Reserve Machines → Create Proc Mesh → Configure Logging → Spawn Actors → Train → Cleanup

async def execute_training() -> None:
    """
    Execute the complete distributed training workflow.
    """
    job_config = make_job_config()
    slurm_job = None
    mesh_name = "mesh0"
    try:
        # 1. Create a SLURM job with N nodes
        #    This leverages Monarch to reserve a persistent machine allocation
        slurm_job = create_slurm_job(mesh_name, RunParams.num_nodes, RunParams.gpus_per_node)
        job_state = slurm_job.state()

        # 2. Create a process mesh on the machine allocation
        #    This creates one process per GPU across all allocated nodes
        logger.info("Creating process mesh...")
        proc_mesh = job_state.mesh0.spawn_procs({"gpus": RunParams.gpus_per_node})

        # 3. Configure remote logging behavior
        #    - stream_to_client: Forward all remote logs to your local console
        #    - aggregate_window_sec: Batch logs for efficiency
        logger.info("Configuring logging...")
        await proc_mesh.logging_option(
            stream_to_client=True,
            # aggregate_window_sec=None  # Uncomment to disable log batching
        )

        # 4. Setup environment for torch.distributed
        #    This configures torch.distributed across all processes in the mesh
        logger.info("Setting up distributed environment...")
        await setup_env_for_distributed(proc_mesh)

        # 5. Spawn TrainerActor on each GPU
        #    Each process in the mesh creates its own TrainerActor instance
        logger.info("Spawning trainer actors...")
        trainer = proc_mesh.spawn(
            "trainer_actor",  # Name for the actor group
            TrainerActor,  # Actor class to instantiate
            job_config,  # Arguments to __init__
        )

        # 6. Execute the training job across all actors
        #    The .call() method invokes start_training() on all actors in parallel
        logger.info("Starting distributed training...")
        await trainer.start_training.call()

        logger.info("Training completed successfully!")

    except Exception as e:
        logger.error(f"Training workflow failed: {e}")

    finally:
        # Always clean up the machine allocation
        if slurm_job:
            await cleanup_job(slurm_job)

Step 5: Clean Up Resources#

After training completes (or if you’re done experimenting), it’s important to free up cluster resources by terminating the SLURM job.

Monarch Highlight: While you can keep allocations alive for multiple training runs during development, always remember to release cluster resources.

async def cleanup_job(job: JobTrait) -> None:
    """
    This function cancels the SLURM job, releasing all reserved nodes back
    to the cluster for other users.

    Args:
        job: A JobTrait, like the one returned from create_slurm_job()

    Note:
        The job will also terminate automatically when the configured TTL
        is exceeded, but explicit cleanup is recommended for long-running
        notebooks or scripts.
    """
    job.kill()
    logger.info("Job terminated successfully")

Step 6: Run the Complete Pipeline#

Finally, we tie everything together in a main function that kicks off the workflow

import asyncio


if __name__ == "__main__":
    """
    Run the complete workflow: reserve resources, train, and cleanup.
    """
    logger.info("Starting Monarch + TorchTitan Distributed Training")

    asyncio.run(execute_training())

    logger.info("Workflow completed!")

Conclusion#

Congrats!
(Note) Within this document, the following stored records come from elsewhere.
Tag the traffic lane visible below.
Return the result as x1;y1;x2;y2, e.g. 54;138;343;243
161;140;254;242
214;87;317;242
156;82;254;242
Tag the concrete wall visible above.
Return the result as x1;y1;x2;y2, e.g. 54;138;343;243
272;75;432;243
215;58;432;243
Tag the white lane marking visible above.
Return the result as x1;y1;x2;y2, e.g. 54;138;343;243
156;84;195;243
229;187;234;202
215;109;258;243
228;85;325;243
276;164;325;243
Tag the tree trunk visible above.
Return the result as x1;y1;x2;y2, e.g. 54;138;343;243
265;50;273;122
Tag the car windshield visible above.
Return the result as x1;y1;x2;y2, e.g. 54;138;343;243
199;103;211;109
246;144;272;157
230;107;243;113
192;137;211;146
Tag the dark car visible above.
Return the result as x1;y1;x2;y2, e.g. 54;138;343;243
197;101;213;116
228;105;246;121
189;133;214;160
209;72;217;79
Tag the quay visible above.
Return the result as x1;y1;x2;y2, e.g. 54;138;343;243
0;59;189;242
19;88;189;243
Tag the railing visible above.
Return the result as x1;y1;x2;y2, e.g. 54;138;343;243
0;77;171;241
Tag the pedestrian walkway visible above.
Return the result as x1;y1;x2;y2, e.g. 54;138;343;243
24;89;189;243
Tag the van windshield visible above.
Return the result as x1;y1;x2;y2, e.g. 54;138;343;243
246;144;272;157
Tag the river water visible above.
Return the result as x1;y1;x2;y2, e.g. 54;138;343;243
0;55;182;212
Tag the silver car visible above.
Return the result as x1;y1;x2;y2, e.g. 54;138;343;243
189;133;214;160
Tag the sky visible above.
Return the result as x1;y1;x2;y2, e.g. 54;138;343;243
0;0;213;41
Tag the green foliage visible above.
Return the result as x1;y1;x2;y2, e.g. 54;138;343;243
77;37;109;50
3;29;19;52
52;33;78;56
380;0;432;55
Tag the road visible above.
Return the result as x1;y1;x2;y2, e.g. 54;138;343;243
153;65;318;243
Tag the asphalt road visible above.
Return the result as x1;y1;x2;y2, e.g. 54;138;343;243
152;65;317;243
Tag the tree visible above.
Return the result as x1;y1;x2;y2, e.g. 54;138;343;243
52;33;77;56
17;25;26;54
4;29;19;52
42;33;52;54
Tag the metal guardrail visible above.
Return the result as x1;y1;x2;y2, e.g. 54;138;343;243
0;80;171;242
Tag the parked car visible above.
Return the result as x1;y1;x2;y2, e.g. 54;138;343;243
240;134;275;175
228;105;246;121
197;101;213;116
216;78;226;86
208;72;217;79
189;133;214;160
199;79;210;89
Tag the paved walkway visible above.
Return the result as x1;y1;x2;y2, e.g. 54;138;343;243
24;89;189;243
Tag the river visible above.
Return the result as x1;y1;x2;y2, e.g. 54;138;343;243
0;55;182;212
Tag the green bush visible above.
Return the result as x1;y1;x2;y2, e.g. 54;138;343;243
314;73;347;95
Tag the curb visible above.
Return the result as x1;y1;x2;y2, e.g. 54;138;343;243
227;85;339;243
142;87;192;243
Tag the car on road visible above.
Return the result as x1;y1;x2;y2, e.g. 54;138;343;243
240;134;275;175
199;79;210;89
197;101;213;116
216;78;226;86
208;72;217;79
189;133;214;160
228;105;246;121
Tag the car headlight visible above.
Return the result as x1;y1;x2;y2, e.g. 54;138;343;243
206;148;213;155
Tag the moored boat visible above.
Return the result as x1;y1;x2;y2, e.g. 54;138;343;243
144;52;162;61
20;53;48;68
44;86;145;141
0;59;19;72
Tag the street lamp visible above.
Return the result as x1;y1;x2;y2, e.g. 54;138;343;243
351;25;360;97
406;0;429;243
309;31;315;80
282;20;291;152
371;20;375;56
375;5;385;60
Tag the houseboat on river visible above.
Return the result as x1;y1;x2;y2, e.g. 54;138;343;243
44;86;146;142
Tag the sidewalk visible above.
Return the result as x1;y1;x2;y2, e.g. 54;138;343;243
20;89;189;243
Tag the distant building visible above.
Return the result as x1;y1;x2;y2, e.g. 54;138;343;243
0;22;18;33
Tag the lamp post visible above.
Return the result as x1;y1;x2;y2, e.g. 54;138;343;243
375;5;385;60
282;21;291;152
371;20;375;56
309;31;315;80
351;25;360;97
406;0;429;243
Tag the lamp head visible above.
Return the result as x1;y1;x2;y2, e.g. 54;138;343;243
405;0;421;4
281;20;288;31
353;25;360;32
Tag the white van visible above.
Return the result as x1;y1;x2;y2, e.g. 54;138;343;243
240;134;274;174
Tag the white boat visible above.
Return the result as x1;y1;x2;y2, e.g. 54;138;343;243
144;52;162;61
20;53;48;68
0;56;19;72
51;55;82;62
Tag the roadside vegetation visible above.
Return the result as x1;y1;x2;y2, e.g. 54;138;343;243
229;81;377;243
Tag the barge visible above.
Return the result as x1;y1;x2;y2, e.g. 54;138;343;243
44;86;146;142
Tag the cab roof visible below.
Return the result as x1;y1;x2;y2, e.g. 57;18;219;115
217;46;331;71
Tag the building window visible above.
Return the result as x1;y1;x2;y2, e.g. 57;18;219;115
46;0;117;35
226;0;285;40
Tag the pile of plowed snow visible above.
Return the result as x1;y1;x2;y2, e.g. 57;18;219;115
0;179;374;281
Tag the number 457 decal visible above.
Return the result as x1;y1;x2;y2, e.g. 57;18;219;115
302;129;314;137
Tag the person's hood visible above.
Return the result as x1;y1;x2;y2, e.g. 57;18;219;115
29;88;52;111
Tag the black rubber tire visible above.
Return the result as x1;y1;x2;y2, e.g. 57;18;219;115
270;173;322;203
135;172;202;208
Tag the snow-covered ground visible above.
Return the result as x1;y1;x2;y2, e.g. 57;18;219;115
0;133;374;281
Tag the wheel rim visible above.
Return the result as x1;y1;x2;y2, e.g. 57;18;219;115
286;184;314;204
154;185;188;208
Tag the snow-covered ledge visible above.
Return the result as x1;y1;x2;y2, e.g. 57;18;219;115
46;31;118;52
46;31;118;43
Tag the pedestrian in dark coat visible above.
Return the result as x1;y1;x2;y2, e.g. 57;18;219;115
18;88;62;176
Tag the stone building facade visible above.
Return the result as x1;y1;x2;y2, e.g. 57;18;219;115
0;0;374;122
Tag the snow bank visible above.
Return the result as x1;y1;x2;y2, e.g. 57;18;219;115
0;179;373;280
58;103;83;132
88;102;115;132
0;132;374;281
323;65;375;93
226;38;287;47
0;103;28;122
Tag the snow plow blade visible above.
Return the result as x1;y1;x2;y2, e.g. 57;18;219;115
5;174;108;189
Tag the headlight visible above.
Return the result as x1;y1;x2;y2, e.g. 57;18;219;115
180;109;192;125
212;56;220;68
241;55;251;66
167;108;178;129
In this tutorial, you learned how to apply Monarch’s actor framework with TorchTitan for scalable distributed training.

Further Reading

Monarch also integrates with TorchFT to provide per-step fault-tolerance across replicated workers. You can find a comprehensive proof of concept of this integration in the TorchFT repo.
For an interactive notebook covering similar topics to this tutorial, please consult this Monarch example.